The edge that YouTrip has among the rest is that it does more than just travel — consumers can also use it to pay for online purchases or as an EZ-Link to pay for public transport rides.
“The travel outbound expenditure from Singapore is actually a very deep market,” said Caecilia, adding that Singaporeans spend US$26 billion a year overseas.
(Since) it’s a fairly sizeable market, I’ve always expected that there will be multiple players in this space. When we first launched, we beat all the banks (that) also have multi-currency products. I think because of our focus and zero fee proposition, (we are) winning in the market.
From a metrics perspective, despite the launch of some foreign companies, we have actually grown faster and (their presence) hasn’t really impacted us in any negative way. I think being a homegrown startup has really enabled us to be the number one brand in our line of business. The speed in which we react to market changes is the fastest because this is our home; this is all we do.– Caecilia Chu, co-founder and CEO of YouTrip
Although they’ve been “winning”, Caecilia chose not to rest on her laurels. As a founder, she finds that she’s always living on the edge.
While her business may look smooth-sailing from the outside, she said that she can’t help but feel like she’s doing a horrible job everyday.
I always feel I’m inadequate, like I’m not doing good enough. I’m in a (different kind of) battle everyday, and it’s so hard. But I guess this is the nature of being a founder.
I’m always strategising or feeling like I need to do better, do more. But I think it’s also because the company is growing at a very rapid speed.– Caecilia Chu, co-founder and CEO of YouTrip
Looking back at her failed startup, she had only 20 people at best back then. Now, she has 120 people across three offices and two live markets with fairly sizeable partners.

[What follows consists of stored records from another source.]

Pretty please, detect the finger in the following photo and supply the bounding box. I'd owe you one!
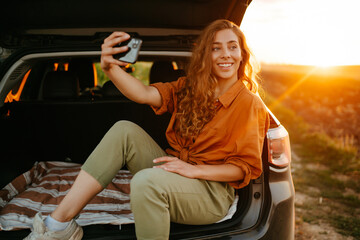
[104,32,130,43]
[104,57,129,67]
[102,45,129,56]
[104,36,128,47]
[113,59,130,67]
[112,46,130,55]
[103,35,128,48]
[153,164,177,173]
[102,37,128,50]
[153,156,178,163]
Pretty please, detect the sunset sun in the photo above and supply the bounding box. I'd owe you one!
[241,0,360,66]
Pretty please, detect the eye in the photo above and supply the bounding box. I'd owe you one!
[230,45,238,50]
[212,47,220,51]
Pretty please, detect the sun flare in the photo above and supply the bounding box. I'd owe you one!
[241,0,360,66]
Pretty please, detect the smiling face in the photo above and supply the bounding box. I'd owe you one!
[211,29,242,84]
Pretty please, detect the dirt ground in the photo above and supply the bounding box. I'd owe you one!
[260,64,360,239]
[292,152,355,240]
[295,220,353,240]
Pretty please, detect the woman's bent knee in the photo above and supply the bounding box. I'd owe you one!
[130,168,170,199]
[111,120,147,140]
[112,120,139,133]
[130,168,164,190]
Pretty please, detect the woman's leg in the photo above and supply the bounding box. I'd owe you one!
[130,168,235,240]
[50,170,103,222]
[51,120,167,222]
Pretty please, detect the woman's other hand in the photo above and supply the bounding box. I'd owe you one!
[154,157,245,182]
[153,157,200,179]
[101,32,131,71]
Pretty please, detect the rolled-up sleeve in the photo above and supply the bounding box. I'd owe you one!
[150,78,185,115]
[225,102,270,189]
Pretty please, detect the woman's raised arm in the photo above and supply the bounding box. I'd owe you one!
[100,32,162,108]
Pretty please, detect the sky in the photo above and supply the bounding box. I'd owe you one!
[240,0,360,66]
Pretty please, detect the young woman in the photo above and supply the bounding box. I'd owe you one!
[25,19,269,240]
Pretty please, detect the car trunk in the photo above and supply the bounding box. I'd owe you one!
[1,0,253,103]
[0,55,264,239]
[0,0,254,183]
[0,1,268,239]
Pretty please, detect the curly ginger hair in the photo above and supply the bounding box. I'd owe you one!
[176,19,260,139]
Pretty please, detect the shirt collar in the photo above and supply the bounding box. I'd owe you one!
[218,80,246,108]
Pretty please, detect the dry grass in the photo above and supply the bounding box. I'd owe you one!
[261,64,360,239]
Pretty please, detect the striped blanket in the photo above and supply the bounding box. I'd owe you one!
[0,161,239,231]
[0,161,134,231]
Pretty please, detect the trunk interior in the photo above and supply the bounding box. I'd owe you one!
[0,56,260,239]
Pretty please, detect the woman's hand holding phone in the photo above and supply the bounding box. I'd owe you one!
[101,32,131,71]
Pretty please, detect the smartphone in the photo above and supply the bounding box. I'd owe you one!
[114,38,142,64]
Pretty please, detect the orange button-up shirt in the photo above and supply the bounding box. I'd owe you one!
[151,77,270,189]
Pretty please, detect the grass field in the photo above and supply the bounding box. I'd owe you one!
[261,64,360,239]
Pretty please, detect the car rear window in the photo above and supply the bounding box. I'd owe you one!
[94,61,153,87]
[4,59,182,103]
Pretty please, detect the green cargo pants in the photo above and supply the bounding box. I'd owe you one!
[82,120,235,240]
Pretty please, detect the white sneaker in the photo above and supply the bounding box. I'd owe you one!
[24,213,83,240]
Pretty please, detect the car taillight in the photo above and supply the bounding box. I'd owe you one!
[267,125,291,168]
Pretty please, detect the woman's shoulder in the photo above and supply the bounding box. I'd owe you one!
[239,87,267,111]
[176,76,187,86]
[167,76,187,92]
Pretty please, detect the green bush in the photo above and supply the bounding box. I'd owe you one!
[264,94,359,173]
[94,62,152,87]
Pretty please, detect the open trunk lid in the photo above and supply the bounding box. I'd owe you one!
[0,0,252,50]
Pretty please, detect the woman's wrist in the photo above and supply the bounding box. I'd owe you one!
[191,164,245,182]
[102,63,117,73]
[192,165,206,179]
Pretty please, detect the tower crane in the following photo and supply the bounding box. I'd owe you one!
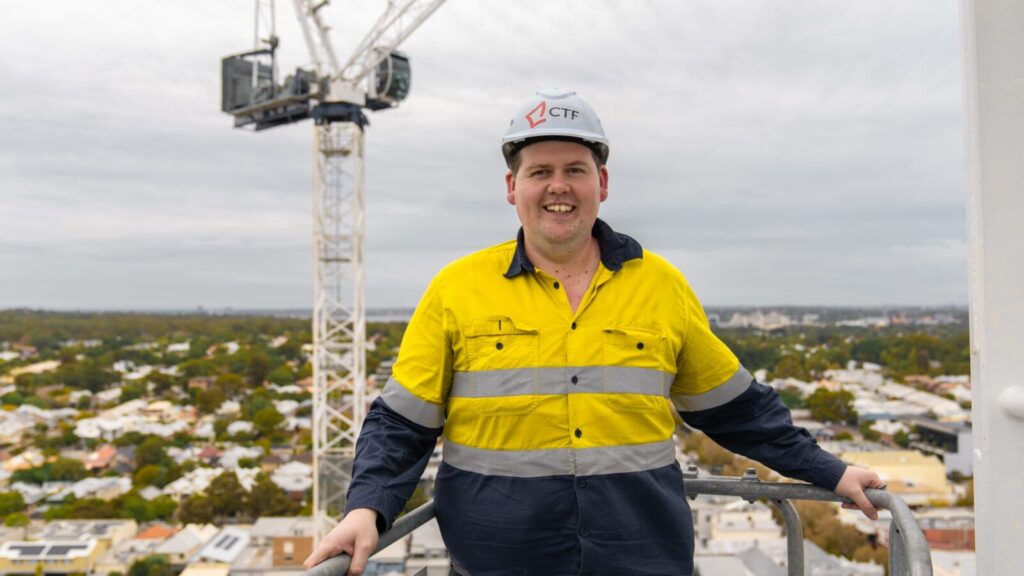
[220,0,447,543]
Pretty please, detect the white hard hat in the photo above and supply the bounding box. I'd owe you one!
[501,89,609,166]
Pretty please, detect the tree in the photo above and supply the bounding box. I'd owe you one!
[206,470,246,519]
[136,436,169,469]
[253,406,285,436]
[0,492,26,516]
[894,429,911,448]
[267,365,294,387]
[247,473,300,518]
[128,555,175,576]
[858,421,881,442]
[248,350,271,386]
[778,387,806,409]
[807,388,857,425]
[4,512,29,528]
[216,373,246,398]
[176,495,214,524]
[196,386,226,415]
[133,465,164,488]
[49,457,87,482]
[771,353,809,381]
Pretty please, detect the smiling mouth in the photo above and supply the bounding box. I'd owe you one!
[544,204,575,213]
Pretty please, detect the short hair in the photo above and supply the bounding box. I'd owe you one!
[507,137,605,176]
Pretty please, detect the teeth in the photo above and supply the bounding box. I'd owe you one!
[545,205,573,213]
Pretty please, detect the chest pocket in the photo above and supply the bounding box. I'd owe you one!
[602,326,671,414]
[463,316,540,416]
[602,326,669,371]
[464,316,540,372]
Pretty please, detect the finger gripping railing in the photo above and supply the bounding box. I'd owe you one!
[302,471,932,576]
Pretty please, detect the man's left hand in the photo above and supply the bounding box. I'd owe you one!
[833,465,886,520]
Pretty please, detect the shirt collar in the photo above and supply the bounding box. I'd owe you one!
[504,218,643,278]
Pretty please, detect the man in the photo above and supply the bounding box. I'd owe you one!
[305,89,883,576]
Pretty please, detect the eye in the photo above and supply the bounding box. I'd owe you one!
[530,169,548,177]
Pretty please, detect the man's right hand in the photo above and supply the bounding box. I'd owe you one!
[303,508,380,575]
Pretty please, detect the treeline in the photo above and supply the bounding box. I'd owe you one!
[719,326,969,382]
[0,309,309,353]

She has definitely come a long way since then, treating her past failure as a lesson to ultimately achieve success.
Sharing some parting thoughts, Caecilia said she has one key business lesson for fellow entrepreneurs — “if anyone is equipped with this lesson, I think this person will be successful and go on forever.”
The golden advice is this: Never give up — no matter how stressed or exhausted you are, and no matter how weighed down you feel from the multiple demands coming from everywhere.

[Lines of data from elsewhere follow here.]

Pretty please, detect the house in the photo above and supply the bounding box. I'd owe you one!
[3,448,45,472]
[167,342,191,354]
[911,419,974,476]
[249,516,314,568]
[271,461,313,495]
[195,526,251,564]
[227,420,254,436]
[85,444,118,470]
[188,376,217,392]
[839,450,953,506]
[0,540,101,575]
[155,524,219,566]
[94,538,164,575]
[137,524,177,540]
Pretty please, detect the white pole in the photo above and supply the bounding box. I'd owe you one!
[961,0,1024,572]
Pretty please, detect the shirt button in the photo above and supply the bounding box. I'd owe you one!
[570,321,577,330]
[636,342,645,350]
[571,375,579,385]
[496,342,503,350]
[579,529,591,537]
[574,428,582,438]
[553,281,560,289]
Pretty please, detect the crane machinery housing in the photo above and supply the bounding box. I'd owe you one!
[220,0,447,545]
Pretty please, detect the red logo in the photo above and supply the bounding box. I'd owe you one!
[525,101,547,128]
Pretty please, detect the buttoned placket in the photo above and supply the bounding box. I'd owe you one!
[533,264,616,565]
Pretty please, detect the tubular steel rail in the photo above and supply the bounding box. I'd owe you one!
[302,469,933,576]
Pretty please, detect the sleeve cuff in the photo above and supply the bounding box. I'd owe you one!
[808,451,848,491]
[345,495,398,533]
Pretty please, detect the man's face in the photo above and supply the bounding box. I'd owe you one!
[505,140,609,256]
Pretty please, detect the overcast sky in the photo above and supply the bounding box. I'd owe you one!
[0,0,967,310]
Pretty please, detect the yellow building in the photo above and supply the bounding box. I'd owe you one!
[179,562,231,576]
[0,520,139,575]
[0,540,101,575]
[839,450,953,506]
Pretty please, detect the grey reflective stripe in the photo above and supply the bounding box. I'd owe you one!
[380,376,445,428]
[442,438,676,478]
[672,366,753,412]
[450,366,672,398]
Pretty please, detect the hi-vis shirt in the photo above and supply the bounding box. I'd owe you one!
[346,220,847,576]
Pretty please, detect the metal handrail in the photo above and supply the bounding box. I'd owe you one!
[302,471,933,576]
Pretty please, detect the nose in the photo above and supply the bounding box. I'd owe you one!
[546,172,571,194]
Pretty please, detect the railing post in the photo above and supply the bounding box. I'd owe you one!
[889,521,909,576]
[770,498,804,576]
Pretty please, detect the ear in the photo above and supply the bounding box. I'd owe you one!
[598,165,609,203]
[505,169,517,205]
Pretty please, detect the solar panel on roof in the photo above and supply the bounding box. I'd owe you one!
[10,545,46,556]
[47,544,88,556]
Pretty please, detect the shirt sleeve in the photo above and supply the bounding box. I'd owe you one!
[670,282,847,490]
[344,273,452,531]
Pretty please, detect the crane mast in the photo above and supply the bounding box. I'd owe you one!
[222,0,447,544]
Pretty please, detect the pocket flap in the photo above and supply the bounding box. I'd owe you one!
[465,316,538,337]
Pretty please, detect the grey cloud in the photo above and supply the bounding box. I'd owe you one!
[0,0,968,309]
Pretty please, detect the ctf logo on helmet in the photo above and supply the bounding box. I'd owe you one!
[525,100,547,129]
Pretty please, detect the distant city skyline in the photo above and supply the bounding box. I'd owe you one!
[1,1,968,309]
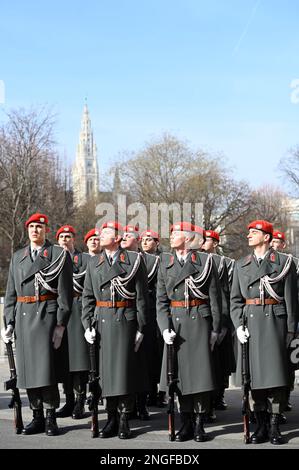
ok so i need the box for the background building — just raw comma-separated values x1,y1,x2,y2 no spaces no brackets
72,103,99,206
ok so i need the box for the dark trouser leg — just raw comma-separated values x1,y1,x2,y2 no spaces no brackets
249,389,269,444
117,394,135,439
56,375,75,418
99,396,119,438
137,392,150,420
24,385,59,435
41,385,60,436
193,392,210,442
268,387,287,445
175,395,194,442
72,371,88,419
22,388,45,435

“Everyone has their good or bad days. No matter what day it is, I pick myself up, dust myself off, and get back onto the horse ASAP. This is what I constantly remind myself.”
Entrepreneur Of The Month is a monthly Vulcan Post series that identifies the ‘unsung heroes’ of the business world, where we zoom in on successful entrepreneurs who stand out. From pioneers to disruptive startups, this series gives us an exclusive insight into their business journey and what it takes to be a game-changer.